Le ministre allemand des Finances Wolfgang Schäuble critique dans un entretien à paraître vendredi le projet d'une agence de notation européenne et rappelle que les États sont eux-mêmes responsables de l'influence accordée à Standard and Poor's, Moody's et Fitch.

«Les États ont donné eux-mêmes (aux agences) une partie de cette importance disproportionnée», en rendant obligatoire une notation pour certaines catégories de placements financiers, a dit M. Schäuble au journal Kölner Stadt Anzeiger.

Les grandes agences anglo-saxonnes, très critiquées actuellement en Europe alors qu'elles menacent d'abaisser plusieurs notes souveraines, «doivent s'imposer sur le marché et ont pour but de faire des bénéfices. Pour s'affirmer sur le grand marché américain, il faut faire un peu de raffut. Si c'est toujours sérieux? On peut se le demander», a déclaré le ministre.

M. Schäuble juge toutefois qu'il ne faut pas «abattre le messager porteur de mauvaises nouvelles», mais «régler les problèmes».

Le grand argentier allemand est sceptique face à l'idée d'une agence de notation européenne, éventuellement publique: «Et qui la mettrait en place? Je ne suis pas persuadé qu'une offre publique aurait une chance face à cette concurrence privée, établie depuis longtemps».

Dans ce même entretien, M. Schäuble répète son opposition à toute création d'euro-obligations: «ceux qui parlent des eurobonds compromettent les efforts des États pour résoudre eux-mêmes leurs problèmes».

Il se dit toutefois prêt à «rassembler aussi vite que possible tout le capital» du futur mécanisme européen de stabilité (MES), qui doit dès l'an prochain prendre la place du fonds temporaire existant, le Fonds européen de stabilité financière (FESF).

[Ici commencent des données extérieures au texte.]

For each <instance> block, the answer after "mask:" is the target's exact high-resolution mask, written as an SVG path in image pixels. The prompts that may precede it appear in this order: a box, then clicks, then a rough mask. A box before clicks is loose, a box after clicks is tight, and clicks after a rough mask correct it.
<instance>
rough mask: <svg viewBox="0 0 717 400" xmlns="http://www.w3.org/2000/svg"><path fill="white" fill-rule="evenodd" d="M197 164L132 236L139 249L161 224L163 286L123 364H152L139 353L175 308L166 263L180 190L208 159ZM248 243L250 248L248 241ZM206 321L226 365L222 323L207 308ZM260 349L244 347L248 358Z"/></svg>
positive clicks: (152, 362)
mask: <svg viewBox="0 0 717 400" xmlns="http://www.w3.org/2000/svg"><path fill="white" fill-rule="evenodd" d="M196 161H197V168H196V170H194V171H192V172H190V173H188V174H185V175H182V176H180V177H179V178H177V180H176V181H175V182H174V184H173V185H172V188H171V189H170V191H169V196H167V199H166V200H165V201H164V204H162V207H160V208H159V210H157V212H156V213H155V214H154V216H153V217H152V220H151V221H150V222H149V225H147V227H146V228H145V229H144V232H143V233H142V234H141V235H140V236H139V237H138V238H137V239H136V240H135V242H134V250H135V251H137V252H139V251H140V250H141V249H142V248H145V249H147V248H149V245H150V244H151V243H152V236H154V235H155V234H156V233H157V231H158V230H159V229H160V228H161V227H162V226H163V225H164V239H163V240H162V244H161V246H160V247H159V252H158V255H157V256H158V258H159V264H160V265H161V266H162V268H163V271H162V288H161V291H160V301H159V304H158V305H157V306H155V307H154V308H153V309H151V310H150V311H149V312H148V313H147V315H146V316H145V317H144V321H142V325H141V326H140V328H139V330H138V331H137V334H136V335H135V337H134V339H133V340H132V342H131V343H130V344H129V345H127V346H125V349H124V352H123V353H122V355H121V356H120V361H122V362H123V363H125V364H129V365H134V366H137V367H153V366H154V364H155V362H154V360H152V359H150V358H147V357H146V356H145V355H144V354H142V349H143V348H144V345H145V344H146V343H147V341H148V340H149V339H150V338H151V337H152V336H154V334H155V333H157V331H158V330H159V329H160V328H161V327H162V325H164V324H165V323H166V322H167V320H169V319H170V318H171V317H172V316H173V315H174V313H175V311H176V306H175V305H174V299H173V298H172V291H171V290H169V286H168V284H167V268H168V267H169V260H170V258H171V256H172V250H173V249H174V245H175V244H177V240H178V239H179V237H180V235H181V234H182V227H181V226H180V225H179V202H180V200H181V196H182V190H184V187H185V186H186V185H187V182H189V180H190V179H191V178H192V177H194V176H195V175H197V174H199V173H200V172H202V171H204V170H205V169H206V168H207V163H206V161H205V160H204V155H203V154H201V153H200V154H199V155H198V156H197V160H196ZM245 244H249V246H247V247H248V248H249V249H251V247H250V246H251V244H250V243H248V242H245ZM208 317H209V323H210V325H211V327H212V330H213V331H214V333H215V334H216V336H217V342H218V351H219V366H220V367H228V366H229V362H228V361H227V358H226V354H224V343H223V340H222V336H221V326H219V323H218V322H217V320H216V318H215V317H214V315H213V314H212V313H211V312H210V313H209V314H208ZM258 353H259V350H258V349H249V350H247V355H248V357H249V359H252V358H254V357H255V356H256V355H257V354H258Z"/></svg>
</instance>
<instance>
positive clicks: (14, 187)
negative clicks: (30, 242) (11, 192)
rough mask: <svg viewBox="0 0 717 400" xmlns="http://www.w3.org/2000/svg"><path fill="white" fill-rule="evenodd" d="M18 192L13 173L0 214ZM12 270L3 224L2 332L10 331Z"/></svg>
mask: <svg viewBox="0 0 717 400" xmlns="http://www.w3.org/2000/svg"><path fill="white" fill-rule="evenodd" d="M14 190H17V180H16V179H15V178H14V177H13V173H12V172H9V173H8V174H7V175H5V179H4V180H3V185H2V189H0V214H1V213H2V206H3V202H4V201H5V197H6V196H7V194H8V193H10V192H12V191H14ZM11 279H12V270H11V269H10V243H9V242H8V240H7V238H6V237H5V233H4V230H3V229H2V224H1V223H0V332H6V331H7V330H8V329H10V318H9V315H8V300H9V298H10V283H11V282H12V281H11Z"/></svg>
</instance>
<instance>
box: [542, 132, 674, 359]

Le chef de file des ministres des Finances de la zone euro, le Luxembourgeois Jean-Claude Juncker, a lui déjà appelé les pays de la zone euro à verser en une seule fois le capital du MES, soit 80 milliards d'euros.

Pour dégager les fonds, Berlin va devoir présenter une loi de Finances rectificative pour le budget fédéral 2012, a confirmé M. Schäuble, qui a dit toutefois n'avoir «aucune donnée définitive sur le quand et le combien». Un député allemand a avancé le chiffre de dépenses supplémentaires de 4,3 milliards d'euros.

M. Schäuble juge par ailleurs «très regrettable» que la Grande-Bretagne ait mis son veto la semaine dernière à une modification des traités européens, mais jugé «inacceptables» les conditions posées par Londres pour valider un durcissement de la discipline budgétaire en zone euro, en l'occurrence des règles préférentielles pour son secteur financier.

En conclusion de l'entretien, le ministre, doyen du gouvernement d'Angela Merkel, déclare souhaiter pour Noël que «les gens n'oublient pas qu'en dépit de tout, ils vivent la phase la plus heureuse de l'histoire allemande».